Come the 2010s, and the Oris Movement Creation Programmewas reborn with the release of the Calibre 100 Series for the company’s 110th anniversary. This in-house developed family of calibres featured a 10-day power reserve and a non-linear power reserve indicator, a unique pairing of complications that reestablished Oris as a creative inventor of practical yet elegant mechanical movements that brought joy to watchbuyers.
The story of modern watchmaking
Today, Oris is enjoying one of the most productive seasons in its 120-year history, led by a collection of entirely mechanical watches (we don’t make quartz watches). Out in front, the Aquis toolwatch, the Divers Sixty-Five retro sports watch, the avant garde ProPilot X, and the evergreen Big Crown. Each a beautiful mechanical watch, designed according to the traditions of Swiss mechanical watchmaking and produced using the most advanced industrial processes of our time.
As important as these designs is the continuing momentum in the Oris Movement Creation Programme, which most recently produced the Calibre 400 Series. This game-changing series of movements offers five-day power reserves, elevated levels of anti-magnetism, better-than-chronometer accuracy, 10-year recommended service intervals and 10-year warranties. They are innovative movements born of Oris’s independence.
Through these watches and their stories, we have developed a global network of Oris people. Some are ambassadors or partners, while others are simply fans. The Oris Social Club network now counts almost 50 chapters in cities across the globe and more than 17,000 members. These are people who love watches, but more, they are people doing life together and looking out for the world around them as they bring ‘Change for the Better.’
Change for the Better
Behind Oris’s contemporary campaign slogan is a 120-year-old story. Their founders weren’t just talented watchmakers and businessmen, they were people who cared about their local community and environment. The fabric of the company is built on this.
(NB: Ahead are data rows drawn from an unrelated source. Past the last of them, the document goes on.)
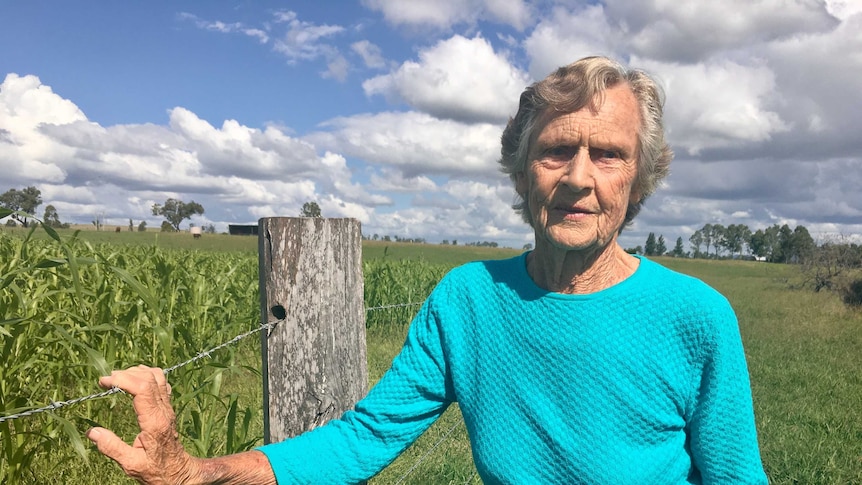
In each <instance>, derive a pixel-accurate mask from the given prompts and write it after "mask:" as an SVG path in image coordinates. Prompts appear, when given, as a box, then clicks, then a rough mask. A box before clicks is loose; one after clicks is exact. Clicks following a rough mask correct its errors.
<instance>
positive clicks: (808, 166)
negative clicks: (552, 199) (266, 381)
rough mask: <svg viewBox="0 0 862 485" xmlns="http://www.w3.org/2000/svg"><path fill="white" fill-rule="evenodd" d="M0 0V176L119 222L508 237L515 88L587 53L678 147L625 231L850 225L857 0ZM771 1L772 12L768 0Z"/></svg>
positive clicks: (62, 208)
mask: <svg viewBox="0 0 862 485" xmlns="http://www.w3.org/2000/svg"><path fill="white" fill-rule="evenodd" d="M672 3H673V5H670V4H669V3H668V2H660V1H657V0H655V1H634V0H606V1H604V2H579V1H574V0H569V1H539V2H524V1H521V0H511V1H495V0H457V1H456V0H436V1H413V2H403V1H396V0H363V1H356V2H346V1H338V2H310V1H309V2H251V1H247V2H221V1H207V2H200V1H199V2H190V1H175V2H165V1H153V2H80V1H77V2H76V1H72V2H47V1H27V2H23V1H19V2H11V1H7V2H2V3H0V46H2V48H0V82H2V84H0V174H2V175H0V190H4V191H5V190H7V189H8V188H12V187H18V188H20V187H24V186H28V185H35V186H37V187H38V188H39V189H40V190H41V191H42V194H43V199H44V205H43V206H42V207H41V208H40V210H43V209H44V206H45V205H47V204H52V205H54V206H55V207H56V208H57V209H58V212H59V215H60V218H61V219H62V220H64V221H69V222H79V223H89V222H90V221H91V220H93V219H94V218H95V217H100V218H103V219H106V220H107V222H108V223H109V224H115V225H121V226H126V225H128V220H129V219H133V220H134V221H135V224H137V223H138V222H139V221H141V220H146V221H147V223H148V225H149V226H150V227H153V226H156V227H157V226H158V225H159V224H160V220H159V219H158V218H157V217H154V216H152V214H151V212H150V207H151V206H152V204H153V203H162V202H163V201H164V200H165V199H166V198H168V197H176V198H180V199H182V200H185V201H190V200H195V201H197V202H199V203H201V204H202V205H203V206H204V207H205V209H206V213H205V214H204V216H202V217H195V218H194V219H193V221H192V222H194V223H195V224H198V225H200V224H209V223H212V224H215V225H216V227H217V228H218V229H219V230H224V229H225V228H226V225H227V224H228V223H254V222H256V220H257V219H258V218H259V217H265V216H293V215H297V214H298V212H299V209H300V207H301V206H302V204H303V203H304V202H305V201H308V200H315V201H317V202H318V203H319V204H320V205H321V207H322V209H323V214H324V216H328V217H356V218H358V219H360V220H361V222H362V224H363V232H364V233H366V234H368V235H371V234H375V233H376V234H380V235H384V234H388V235H393V236H394V235H399V236H403V237H422V238H425V239H427V240H428V241H430V242H438V241H441V240H444V239H445V240H453V239H454V240H458V241H459V242H462V243H466V242H471V241H486V240H488V241H497V242H499V243H501V244H504V245H508V246H513V247H521V246H522V245H523V244H525V243H528V242H531V241H532V237H531V231H530V230H529V229H528V228H526V227H525V226H524V225H523V223H522V222H521V221H520V219H519V218H518V217H517V216H516V215H515V214H514V213H513V212H512V211H511V209H510V205H511V203H512V201H513V191H512V189H511V186H510V183H509V181H508V179H507V178H506V177H504V176H502V175H500V173H499V172H498V170H497V167H496V158H497V156H498V153H499V136H500V132H501V130H502V128H503V125H504V123H505V120H506V119H507V117H508V116H509V115H511V114H513V113H514V110H515V109H516V106H517V97H518V95H519V94H520V92H521V90H523V88H524V87H525V86H526V85H527V84H529V83H531V82H533V81H535V80H537V79H540V78H542V77H543V76H544V75H546V74H547V73H548V72H549V71H550V70H551V69H553V68H555V67H557V66H559V65H562V64H566V63H568V62H571V61H574V60H576V59H578V58H580V57H583V56H586V55H594V54H604V55H611V56H613V57H616V58H618V59H620V60H622V61H623V62H625V63H628V64H630V65H632V66H634V67H639V68H643V69H645V70H647V71H649V72H651V73H653V74H654V75H656V77H657V78H659V80H660V81H661V83H662V84H663V86H664V87H665V90H666V92H667V105H666V123H667V128H668V132H669V137H670V141H671V143H672V145H673V147H674V151H675V153H676V159H675V161H674V163H673V165H672V174H671V176H670V177H669V178H668V180H667V183H666V184H665V187H663V188H662V189H660V190H659V191H658V192H657V193H656V194H655V195H654V196H653V197H652V198H651V199H649V200H648V201H647V204H646V208H645V209H644V211H643V212H642V213H641V214H640V215H639V217H638V219H636V221H635V224H634V225H633V226H632V227H631V228H630V229H629V230H627V231H625V232H624V233H623V235H622V237H621V242H622V244H623V245H624V246H626V247H632V246H635V245H637V244H641V245H642V244H643V242H644V240H645V239H646V235H647V234H648V233H649V232H655V233H656V234H663V235H664V236H665V239H666V240H667V241H668V245H669V246H672V244H673V241H675V239H676V238H677V237H682V238H683V240H684V241H685V242H686V246H687V243H688V237H689V235H690V234H691V233H692V232H693V231H694V230H695V229H698V228H699V227H701V226H702V225H703V224H705V223H721V224H725V225H728V224H740V223H744V224H747V225H748V226H749V227H751V228H752V229H757V228H764V227H767V226H769V225H772V224H775V223H778V224H784V223H787V224H790V225H791V227H793V226H795V225H797V224H802V225H805V226H806V227H807V228H808V229H809V230H810V231H811V232H812V234H813V235H814V236H815V238H818V239H821V240H823V239H827V238H834V237H844V236H847V237H853V238H857V239H859V238H862V196H860V195H859V192H860V188H862V187H860V186H862V158H860V157H862V155H860V154H862V138H860V137H859V136H858V127H859V126H860V125H862V109H860V107H862V59H860V58H859V56H858V55H854V54H853V53H858V52H862V13H860V12H862V2H859V1H838V0H834V1H832V0H830V1H828V2H825V3H823V2H820V3H818V2H810V1H803V0H762V1H759V2H750V1H747V0H745V1H743V0H729V1H727V2H711V1H706V0H703V1H681V2H672ZM776 11H781V12H782V15H781V16H777V15H775V12H776Z"/></svg>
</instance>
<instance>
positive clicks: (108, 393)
mask: <svg viewBox="0 0 862 485" xmlns="http://www.w3.org/2000/svg"><path fill="white" fill-rule="evenodd" d="M419 305H422V302H413V303H397V304H391V305H381V306H375V307H369V308H366V309H365V311H366V312H371V311H379V310H390V309H396V308H409V307H416V306H419ZM283 321H284V320H283V319H281V320H276V321H273V322H267V323H264V324H261V325H260V326H258V327H257V328H255V329H253V330H249V331H247V332H244V333H242V334H239V335H237V336H235V337H233V338H231V339H230V340H227V341H225V342H223V343H221V344H219V345H217V346H215V347H212V348H210V349H207V350H204V351H201V352H198V353H197V354H196V355H195V356H194V357H192V358H190V359H188V360H186V361H183V362H180V363H178V364H175V365H173V366H171V367H167V368H165V369H164V370H163V372H164V373H165V375H167V374H170V373H171V372H174V371H176V370H177V369H180V368H183V367H185V366H188V365H191V364H193V363H195V362H197V361H199V360H202V359H205V358H208V357H210V356H211V355H212V354H213V353H215V352H218V351H219V350H221V349H223V348H225V347H228V346H231V345H234V344H236V343H238V342H240V341H242V340H244V339H246V338H248V337H250V336H252V335H257V334H259V333H260V332H268V331H270V330H272V329H273V328H275V326H276V325H278V324H279V323H281V322H283ZM123 392H124V391H123V390H122V389H120V388H118V387H112V388H110V389H107V390H105V391H102V392H97V393H93V394H90V395H87V396H81V397H77V398H74V399H69V400H61V401H54V402H52V403H50V404H48V405H46V406H42V407H39V408H34V409H29V410H26V411H22V412H20V413H15V414H9V415H6V416H0V423H4V422H6V421H12V420H15V419H22V418H26V417H30V416H34V415H37V414H41V413H45V412H51V411H56V410H58V409H62V408H65V407H68V406H73V405H76V404H80V403H83V402H86V401H90V400H94V399H100V398H103V397H107V396H110V395H112V394H117V393H123ZM459 426H463V421H460V420H459V421H458V422H456V423H455V424H453V425H452V426H451V427H450V428H449V429H448V431H446V432H445V433H444V434H443V435H442V436H441V437H440V438H439V439H438V440H437V441H436V442H435V443H434V444H433V445H431V446H430V447H429V448H428V449H427V450H426V451H425V453H424V454H422V455H421V456H420V457H419V458H418V459H417V460H416V461H415V462H414V463H413V464H412V465H411V466H410V468H409V469H408V470H407V471H406V472H404V473H403V475H402V476H401V477H400V478H399V479H398V480H397V481H396V482H395V485H399V484H401V483H404V481H405V480H406V479H407V478H408V477H409V476H410V475H411V474H412V473H413V472H415V471H416V470H417V469H418V468H419V466H420V465H421V464H422V463H423V462H424V461H425V460H427V459H428V457H430V456H432V455H433V453H434V452H435V451H436V450H437V449H438V448H439V447H440V446H441V445H442V444H443V443H444V442H446V441H447V440H448V439H450V437H451V436H452V434H453V433H454V431H455V430H456V429H458V427H459ZM477 477H478V474H476V473H475V472H474V473H473V474H472V475H471V476H470V477H469V478H468V479H467V480H466V481H465V482H464V483H465V485H466V484H468V483H472V482H473V480H474V479H475V478H477Z"/></svg>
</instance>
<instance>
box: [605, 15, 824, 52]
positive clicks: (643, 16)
mask: <svg viewBox="0 0 862 485" xmlns="http://www.w3.org/2000/svg"><path fill="white" fill-rule="evenodd" d="M606 5H607V8H606V12H607V16H608V17H610V18H613V19H614V24H615V25H616V26H618V29H619V31H620V33H621V34H623V36H624V37H625V38H626V39H628V40H627V41H626V43H627V45H628V46H629V48H631V50H632V53H634V54H637V55H639V56H645V57H651V58H653V59H659V60H665V61H683V62H696V61H697V60H702V59H704V58H707V57H709V56H711V55H713V54H716V53H718V52H721V51H725V50H733V49H739V48H744V47H748V46H751V45H753V44H755V43H759V42H768V41H772V40H776V39H781V38H786V37H793V36H797V35H800V34H804V33H810V32H822V31H826V30H830V29H831V28H833V27H834V26H835V25H836V24H837V22H836V19H835V18H834V17H832V16H831V15H830V14H829V13H828V12H827V10H826V8H825V6H824V5H823V4H822V3H821V2H812V1H808V0H761V1H757V2H751V1H749V0H725V1H722V2H714V1H709V0H682V1H668V0H648V1H641V0H607V2H606ZM777 12H780V15H777V14H776V13H777Z"/></svg>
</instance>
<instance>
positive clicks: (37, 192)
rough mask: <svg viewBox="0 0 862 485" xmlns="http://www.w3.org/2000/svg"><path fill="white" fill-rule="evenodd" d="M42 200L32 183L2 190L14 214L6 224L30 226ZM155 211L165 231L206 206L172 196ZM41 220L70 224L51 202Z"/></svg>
mask: <svg viewBox="0 0 862 485" xmlns="http://www.w3.org/2000/svg"><path fill="white" fill-rule="evenodd" d="M42 202H43V201H42V191H41V190H39V189H38V188H36V187H35V186H32V185H31V186H29V187H25V188H23V189H20V190H19V189H16V188H12V189H9V190H7V191H6V192H3V193H2V194H0V207H3V208H5V209H9V210H11V211H12V214H11V215H10V216H9V219H8V220H7V221H6V225H7V226H17V225H19V224H20V225H21V226H23V227H25V228H26V227H29V226H30V224H31V223H32V221H31V220H30V219H32V218H33V217H34V215H35V214H36V209H38V208H39V206H40V205H42ZM152 212H153V215H154V216H162V217H164V218H165V221H164V222H163V223H162V231H179V230H180V224H181V223H182V222H183V221H184V220H186V219H190V218H191V217H192V216H193V215H196V214H197V215H203V213H204V208H203V206H202V205H200V204H198V203H197V202H195V201H191V202H183V201H181V200H179V199H174V198H169V199H167V200H165V203H164V204H153V207H152ZM42 222H43V223H44V224H45V225H46V226H49V227H53V228H63V229H65V228H68V227H69V224H68V223H64V222H61V221H60V214H59V213H58V212H57V208H56V207H54V205H52V204H48V205H47V206H45V212H44V215H43V216H42ZM92 224H93V225H94V226H96V229H101V228H102V226H103V225H104V216H103V215H101V214H99V215H97V216H96V217H95V218H94V219H93V221H92ZM146 227H147V223H146V221H141V223H140V224H138V226H137V229H138V231H145V230H146ZM133 228H134V223H133V221H132V220H131V219H129V230H130V231H132V230H133ZM205 228H206V229H211V230H212V232H215V228H214V227H213V226H212V225H210V227H206V226H205ZM118 230H119V228H118Z"/></svg>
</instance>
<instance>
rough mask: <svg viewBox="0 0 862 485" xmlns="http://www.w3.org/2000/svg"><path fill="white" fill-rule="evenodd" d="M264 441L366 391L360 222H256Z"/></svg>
mask: <svg viewBox="0 0 862 485" xmlns="http://www.w3.org/2000/svg"><path fill="white" fill-rule="evenodd" d="M258 229H259V231H258V245H259V252H258V254H259V261H260V313H261V319H262V321H263V322H265V323H268V322H274V321H277V320H280V319H282V318H283V319H284V321H282V322H279V323H278V324H277V325H276V326H275V327H274V328H273V329H271V330H270V331H269V332H268V334H264V335H262V337H261V340H262V349H263V406H264V421H263V422H264V441H265V442H266V443H274V442H278V441H282V440H284V439H286V438H290V437H292V436H296V435H298V434H300V433H302V432H303V431H307V430H309V429H313V428H315V427H317V426H320V425H321V424H323V423H325V422H326V421H329V420H330V419H333V418H338V417H339V416H341V414H342V413H343V412H344V411H346V410H348V409H350V408H352V407H353V405H354V404H356V402H357V401H358V400H359V399H361V398H362V397H364V396H365V392H366V387H367V381H368V371H367V368H366V366H367V363H366V352H365V308H364V296H363V280H362V245H361V241H362V237H361V231H360V226H359V221H357V220H355V219H324V218H287V217H274V218H264V219H261V220H260V221H259V223H258Z"/></svg>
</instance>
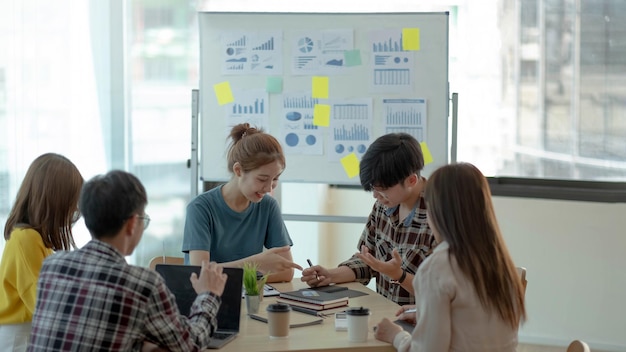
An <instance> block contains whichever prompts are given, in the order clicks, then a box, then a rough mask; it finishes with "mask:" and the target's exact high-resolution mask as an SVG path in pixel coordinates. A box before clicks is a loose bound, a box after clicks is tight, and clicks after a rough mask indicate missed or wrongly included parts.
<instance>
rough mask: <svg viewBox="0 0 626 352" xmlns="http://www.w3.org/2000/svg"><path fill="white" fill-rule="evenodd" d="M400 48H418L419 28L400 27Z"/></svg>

Some years ago, Oris formalized this attitude under the banner ‘Change for the Better,’ a phrase that describes Oris’s global program of activities to conserve and protect our planet, cleanup the world’s water, and build happy and healthy communities. It brings the company great joy to work alongside some of the world’s most pioneering community-focused businesses and environmental organizations. From the New York Yankees and France’s Ligue de Football Professionnel, to social and environmental advocates such as Yusra Mardini and Anna von Boetticher, Oris is proud to stand with some of today’s most powerful agents of change.
In 2021, Oris was independently awarded climate neutral status by ClimatePartner following years of research and change. This included an emissions off-setting program, and more importantly, it also kickstarted a new schedule of carbon-reduction initiatives. As part of the Oris Emissions Reduction Programme, the company has pledged to reduce its total global carbon emissions by 10 percent a year for three years, starting in 2022. The self-imposed conditions of this pledge are extremely demanding, but Oris is making great progress, epitomized by the introduction of its new radically sustainable packaging this year.
At Oris, sustainability is a company-wide attitude. With its ambassadors, partners and the global community, Oris operates under one mantra: ‘Together we can bring Change for the Better.’
Charting a path to an independent, innovative future
On its 120th anniversary, Oris is fortunate to be able to look back on the many successes and to have a well established purpose. This gives the company a solid platform for the future, as well as the confidence to continue going its own way to chase ideas that it believes are right for its customers, for the planet and for the Oris legacy inherited from generations of visionary leaders.